The data are provided in electronic supplementary material [48].

Authors' contributions

K.B.: data curation, formal analysis, investigation, methodology, software, validation, visualization, writing—original draft and writing—review and editing; L.M.: data curation, formal analysis, investigation, validation, visualization, writing—original draft and writing—review and editing; G.M.: data curation, formal analysis, investigation, validation, visualization, writing—original draft and writing—review and editing; C.U.: data curation, formal analysis, investigation, validation, visualization, writing—original draft and writing—review and editing; H.A.H.: conceptualization, funding acquisition, investigation, methodology, project administration, resources, supervision, writing—original draft and writing—review and editing; U.T.: conceptualization, funding acquisition, investigation, methodology, project administration, resources, supervision, writing—original draft and writing—review and editing; A.B.: conceptualization, data curation, investigation, methodology, project administration, supervision, validation, visualization, writing—original draft and writing—review and editing.

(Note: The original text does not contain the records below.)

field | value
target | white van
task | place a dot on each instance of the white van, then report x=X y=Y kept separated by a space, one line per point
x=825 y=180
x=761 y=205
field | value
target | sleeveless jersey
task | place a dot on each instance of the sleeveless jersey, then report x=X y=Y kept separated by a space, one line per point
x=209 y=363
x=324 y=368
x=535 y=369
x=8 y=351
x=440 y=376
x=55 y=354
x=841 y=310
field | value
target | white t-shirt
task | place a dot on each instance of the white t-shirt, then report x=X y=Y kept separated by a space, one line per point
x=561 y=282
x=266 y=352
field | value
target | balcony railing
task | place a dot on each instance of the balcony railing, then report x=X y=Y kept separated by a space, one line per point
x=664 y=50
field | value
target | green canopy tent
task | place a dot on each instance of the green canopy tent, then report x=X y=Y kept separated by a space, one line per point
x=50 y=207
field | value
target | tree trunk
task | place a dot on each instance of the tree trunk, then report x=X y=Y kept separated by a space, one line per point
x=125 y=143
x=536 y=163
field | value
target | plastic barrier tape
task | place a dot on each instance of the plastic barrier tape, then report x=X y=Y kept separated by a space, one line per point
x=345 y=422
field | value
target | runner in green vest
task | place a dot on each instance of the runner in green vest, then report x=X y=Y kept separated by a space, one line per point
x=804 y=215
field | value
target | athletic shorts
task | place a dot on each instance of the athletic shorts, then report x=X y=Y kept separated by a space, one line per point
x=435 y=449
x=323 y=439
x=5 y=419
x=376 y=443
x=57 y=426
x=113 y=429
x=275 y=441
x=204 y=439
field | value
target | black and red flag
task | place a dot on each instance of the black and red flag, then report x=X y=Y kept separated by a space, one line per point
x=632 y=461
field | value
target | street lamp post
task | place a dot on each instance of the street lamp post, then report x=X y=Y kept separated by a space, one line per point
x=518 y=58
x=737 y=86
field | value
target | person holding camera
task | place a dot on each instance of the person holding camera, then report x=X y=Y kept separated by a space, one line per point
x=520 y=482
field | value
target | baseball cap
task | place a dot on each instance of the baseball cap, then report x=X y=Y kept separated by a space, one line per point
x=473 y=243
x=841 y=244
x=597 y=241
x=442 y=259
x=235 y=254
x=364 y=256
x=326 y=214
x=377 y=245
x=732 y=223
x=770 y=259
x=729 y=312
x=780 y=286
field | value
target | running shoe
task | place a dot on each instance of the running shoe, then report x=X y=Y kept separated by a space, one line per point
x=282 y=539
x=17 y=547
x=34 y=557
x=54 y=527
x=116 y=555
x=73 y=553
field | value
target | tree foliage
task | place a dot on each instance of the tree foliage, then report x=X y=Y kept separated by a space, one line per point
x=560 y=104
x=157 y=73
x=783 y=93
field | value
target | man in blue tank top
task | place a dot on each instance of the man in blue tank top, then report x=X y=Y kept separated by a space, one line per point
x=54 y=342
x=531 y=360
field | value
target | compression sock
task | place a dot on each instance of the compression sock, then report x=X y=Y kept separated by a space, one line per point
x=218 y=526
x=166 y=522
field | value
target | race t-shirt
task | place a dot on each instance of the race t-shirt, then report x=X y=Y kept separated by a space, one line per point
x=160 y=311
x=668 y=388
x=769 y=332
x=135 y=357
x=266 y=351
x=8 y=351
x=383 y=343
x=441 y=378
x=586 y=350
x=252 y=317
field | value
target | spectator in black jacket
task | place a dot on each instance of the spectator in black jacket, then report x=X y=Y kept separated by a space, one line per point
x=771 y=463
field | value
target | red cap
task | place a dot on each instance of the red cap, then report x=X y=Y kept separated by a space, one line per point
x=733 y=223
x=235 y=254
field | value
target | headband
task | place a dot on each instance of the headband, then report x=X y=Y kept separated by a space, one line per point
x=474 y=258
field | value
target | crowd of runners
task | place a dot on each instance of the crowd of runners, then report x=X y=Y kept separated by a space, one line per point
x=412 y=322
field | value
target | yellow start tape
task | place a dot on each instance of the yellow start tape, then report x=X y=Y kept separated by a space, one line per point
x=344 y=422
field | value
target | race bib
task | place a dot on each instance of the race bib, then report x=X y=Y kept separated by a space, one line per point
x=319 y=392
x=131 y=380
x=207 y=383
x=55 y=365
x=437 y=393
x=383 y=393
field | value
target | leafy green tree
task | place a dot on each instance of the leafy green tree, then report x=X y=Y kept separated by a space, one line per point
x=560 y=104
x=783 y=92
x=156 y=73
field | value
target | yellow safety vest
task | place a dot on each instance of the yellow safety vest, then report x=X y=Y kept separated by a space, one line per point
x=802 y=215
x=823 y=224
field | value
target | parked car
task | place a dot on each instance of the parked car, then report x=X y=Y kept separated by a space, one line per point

All authors gave final approval for publication and agreed to be held accountable for the work performed therein.

Conflict of interest declaration

We declare we have no competing interests.

Funding

A.B., K.B., H.A.H. and U.T. are grateful for the support provided by the UK Centre for Topological Data Analysis EPSRC grant EP/R018472/1. K.B. was supported by the JT Hamilton and EPSRC Scholarship. A.B. gratefully acknowledges funding through a MACSYS Centre Development initiative from the School of Mathematics and Statistics, the Faculty of Science and the Deputy Vice Chancellor Research, University of Melbourne. H.A.H. gratefully acknowledges funding from EPSRC EP/R005125/1 and EP/T001968/1, the Royal Society RGF\EA\201074 and UF150238.